Zagorsk Optical-Mechanical Plant
- Company type: Open joint stock company
- Founded: 1935
- Headquarters: Sergiyev Posad, Russia
- Parent: Shvabe Holding
- Website: zomz.ru

= Zagorsk Optical-Mechanical Plant =

Company based in Sergiyev Posad, Russia

Zagorsk Optical-Mechanical Plant (Загорский оптико-механический завод) is a company based in Sergiyev Posad (formerly called Zagorsk), Moscow Oblast, Russia. It is part of Shvabe Holding of Rostec, a Russian state-owned defense conglomerate.

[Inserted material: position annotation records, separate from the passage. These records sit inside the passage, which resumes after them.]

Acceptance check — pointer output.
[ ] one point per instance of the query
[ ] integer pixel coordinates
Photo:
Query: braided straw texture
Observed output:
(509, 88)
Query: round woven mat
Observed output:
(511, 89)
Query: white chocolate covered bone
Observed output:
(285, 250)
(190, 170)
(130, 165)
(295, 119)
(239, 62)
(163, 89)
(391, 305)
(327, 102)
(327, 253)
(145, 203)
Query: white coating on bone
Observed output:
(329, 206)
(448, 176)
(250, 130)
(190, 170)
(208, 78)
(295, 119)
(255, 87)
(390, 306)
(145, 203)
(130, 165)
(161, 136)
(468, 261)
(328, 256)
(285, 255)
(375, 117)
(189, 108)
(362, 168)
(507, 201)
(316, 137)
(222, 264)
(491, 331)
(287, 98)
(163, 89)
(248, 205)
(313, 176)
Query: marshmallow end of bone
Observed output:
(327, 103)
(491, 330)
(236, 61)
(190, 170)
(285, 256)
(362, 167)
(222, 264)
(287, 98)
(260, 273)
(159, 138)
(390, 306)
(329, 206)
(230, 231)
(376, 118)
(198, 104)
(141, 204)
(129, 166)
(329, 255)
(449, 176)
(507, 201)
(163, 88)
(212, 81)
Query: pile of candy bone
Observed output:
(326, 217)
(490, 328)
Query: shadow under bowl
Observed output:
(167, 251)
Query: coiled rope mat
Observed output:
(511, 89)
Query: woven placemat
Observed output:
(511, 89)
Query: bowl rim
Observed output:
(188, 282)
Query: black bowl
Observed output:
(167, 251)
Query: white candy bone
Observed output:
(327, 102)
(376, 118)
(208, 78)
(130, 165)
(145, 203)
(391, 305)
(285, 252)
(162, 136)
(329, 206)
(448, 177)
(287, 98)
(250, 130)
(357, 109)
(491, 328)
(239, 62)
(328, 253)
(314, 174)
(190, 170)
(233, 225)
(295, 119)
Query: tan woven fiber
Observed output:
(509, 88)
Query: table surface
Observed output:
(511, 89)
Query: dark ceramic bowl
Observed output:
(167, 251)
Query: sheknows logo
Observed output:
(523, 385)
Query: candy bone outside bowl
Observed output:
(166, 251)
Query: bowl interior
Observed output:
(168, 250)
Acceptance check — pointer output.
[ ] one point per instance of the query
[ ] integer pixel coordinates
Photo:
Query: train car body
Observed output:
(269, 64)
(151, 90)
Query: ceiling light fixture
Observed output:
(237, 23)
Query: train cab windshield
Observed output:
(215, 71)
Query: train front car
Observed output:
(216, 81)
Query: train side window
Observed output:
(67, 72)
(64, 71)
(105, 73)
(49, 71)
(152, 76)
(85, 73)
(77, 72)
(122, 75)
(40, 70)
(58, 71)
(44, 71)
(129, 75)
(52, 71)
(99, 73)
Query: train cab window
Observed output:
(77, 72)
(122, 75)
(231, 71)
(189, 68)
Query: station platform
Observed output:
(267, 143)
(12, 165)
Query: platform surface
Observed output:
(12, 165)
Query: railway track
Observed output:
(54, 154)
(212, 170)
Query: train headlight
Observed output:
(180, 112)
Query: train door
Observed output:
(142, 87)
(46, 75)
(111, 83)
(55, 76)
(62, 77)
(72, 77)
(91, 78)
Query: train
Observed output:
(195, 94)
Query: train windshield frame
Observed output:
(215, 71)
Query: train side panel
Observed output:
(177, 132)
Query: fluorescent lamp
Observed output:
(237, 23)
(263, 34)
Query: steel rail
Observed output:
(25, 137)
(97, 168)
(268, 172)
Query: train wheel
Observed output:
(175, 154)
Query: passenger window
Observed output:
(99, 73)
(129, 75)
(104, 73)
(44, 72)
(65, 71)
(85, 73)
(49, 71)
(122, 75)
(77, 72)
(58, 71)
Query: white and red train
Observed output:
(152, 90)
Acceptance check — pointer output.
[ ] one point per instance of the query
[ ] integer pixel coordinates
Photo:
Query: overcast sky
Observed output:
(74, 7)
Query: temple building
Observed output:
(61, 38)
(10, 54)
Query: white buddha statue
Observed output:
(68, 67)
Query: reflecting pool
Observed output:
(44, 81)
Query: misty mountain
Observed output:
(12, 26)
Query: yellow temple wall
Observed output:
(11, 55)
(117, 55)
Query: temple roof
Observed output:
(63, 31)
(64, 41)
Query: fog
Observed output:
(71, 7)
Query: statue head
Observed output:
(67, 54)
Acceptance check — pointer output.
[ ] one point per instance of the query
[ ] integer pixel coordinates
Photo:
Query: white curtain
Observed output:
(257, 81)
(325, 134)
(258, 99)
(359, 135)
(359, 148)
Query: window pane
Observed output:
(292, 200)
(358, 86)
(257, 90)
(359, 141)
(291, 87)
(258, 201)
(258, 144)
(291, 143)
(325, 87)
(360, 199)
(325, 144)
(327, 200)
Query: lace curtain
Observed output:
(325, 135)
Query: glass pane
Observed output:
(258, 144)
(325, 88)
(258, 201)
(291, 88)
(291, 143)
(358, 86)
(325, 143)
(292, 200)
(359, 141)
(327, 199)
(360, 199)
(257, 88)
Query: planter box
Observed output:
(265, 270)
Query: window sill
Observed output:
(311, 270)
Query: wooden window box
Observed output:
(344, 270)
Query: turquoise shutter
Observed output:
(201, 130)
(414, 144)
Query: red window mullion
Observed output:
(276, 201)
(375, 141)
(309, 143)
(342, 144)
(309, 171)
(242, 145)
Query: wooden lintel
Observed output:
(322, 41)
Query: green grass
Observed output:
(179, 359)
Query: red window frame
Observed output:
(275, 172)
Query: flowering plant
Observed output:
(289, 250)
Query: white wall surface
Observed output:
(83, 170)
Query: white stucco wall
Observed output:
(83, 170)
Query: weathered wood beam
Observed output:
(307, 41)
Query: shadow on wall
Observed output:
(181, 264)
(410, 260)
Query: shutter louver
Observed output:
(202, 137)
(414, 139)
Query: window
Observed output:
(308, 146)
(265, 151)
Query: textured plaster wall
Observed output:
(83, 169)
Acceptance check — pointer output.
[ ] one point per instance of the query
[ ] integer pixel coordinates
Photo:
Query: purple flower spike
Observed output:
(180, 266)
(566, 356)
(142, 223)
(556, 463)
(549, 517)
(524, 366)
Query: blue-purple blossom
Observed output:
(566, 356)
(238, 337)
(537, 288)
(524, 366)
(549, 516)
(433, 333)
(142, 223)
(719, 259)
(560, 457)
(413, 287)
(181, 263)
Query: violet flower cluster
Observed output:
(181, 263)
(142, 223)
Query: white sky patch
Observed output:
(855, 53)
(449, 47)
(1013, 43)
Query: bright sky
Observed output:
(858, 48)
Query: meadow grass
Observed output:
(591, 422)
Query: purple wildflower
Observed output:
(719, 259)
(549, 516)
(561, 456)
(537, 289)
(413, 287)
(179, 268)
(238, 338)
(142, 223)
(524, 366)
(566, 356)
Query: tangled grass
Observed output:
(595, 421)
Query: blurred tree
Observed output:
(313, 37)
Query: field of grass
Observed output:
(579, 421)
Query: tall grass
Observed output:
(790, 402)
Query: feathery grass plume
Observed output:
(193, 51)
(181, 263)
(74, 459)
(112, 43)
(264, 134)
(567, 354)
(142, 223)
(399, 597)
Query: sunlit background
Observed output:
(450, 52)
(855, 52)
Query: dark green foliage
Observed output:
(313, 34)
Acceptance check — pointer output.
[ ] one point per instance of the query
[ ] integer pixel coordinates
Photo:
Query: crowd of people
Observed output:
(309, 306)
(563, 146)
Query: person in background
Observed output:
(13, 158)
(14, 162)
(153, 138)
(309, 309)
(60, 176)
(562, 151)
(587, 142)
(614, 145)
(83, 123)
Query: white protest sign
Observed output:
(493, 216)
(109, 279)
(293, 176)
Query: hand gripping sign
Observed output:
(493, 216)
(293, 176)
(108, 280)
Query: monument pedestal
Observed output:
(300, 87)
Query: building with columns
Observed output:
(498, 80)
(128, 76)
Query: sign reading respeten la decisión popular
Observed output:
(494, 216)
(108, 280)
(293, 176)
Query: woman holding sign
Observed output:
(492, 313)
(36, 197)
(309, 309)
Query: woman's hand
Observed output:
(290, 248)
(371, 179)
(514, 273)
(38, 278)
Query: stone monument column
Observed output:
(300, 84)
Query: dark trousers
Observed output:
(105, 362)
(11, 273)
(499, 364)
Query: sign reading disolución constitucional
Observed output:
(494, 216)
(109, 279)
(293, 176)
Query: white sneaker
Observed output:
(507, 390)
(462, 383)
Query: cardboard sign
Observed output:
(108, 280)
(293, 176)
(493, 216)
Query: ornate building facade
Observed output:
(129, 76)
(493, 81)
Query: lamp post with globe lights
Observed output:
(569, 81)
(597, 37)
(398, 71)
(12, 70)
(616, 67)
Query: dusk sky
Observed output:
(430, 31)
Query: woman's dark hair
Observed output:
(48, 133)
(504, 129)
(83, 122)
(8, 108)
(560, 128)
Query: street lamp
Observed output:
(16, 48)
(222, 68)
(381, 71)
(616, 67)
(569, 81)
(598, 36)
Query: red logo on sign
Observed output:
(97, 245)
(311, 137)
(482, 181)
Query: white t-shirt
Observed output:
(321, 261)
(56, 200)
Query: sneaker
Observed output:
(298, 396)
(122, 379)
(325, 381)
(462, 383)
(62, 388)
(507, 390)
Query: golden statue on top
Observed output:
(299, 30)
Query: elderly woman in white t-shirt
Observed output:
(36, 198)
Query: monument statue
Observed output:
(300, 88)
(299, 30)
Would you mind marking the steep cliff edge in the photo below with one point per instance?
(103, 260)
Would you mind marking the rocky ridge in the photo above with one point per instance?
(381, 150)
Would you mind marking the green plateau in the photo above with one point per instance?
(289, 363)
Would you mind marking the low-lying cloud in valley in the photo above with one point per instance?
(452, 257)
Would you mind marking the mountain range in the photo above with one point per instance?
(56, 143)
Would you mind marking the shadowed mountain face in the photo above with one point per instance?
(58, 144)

The Zagorsk Optical-Mechanical Plant is a producer of pyrotechnics and precision optical equipment for the military, such as active infrared night vision devices and binoculars. A report last updated in June 1994 stated that it had increased the proportion of its civilian production, and adapted some of its military products, such as night vision devices, to civilian use.
On 8 June 2022, the plant experienced a fire, one of several unusual fires in 2022 in Russia.

On 9 August 2023, the plant experienced a massive explosion and was evacuated. After the blast, the governor in the region claimed that the factory was actually mainly manufacturing "pyrotechnics". Eyewitnesses claimed a drone struck the facilities shortly before the explosion. Russian state media blamed a nearby fireworks company, Piro Ross, for the incident. Piro Ross' CEO claimed no explosives were housed nearby. Forbes later considered the plant's explosion a possible contributor to delays in Russia's ZALA Lancet drone production.

== Management ==
Directors:

- CEO - Konstantin Gennadievich Pertsev.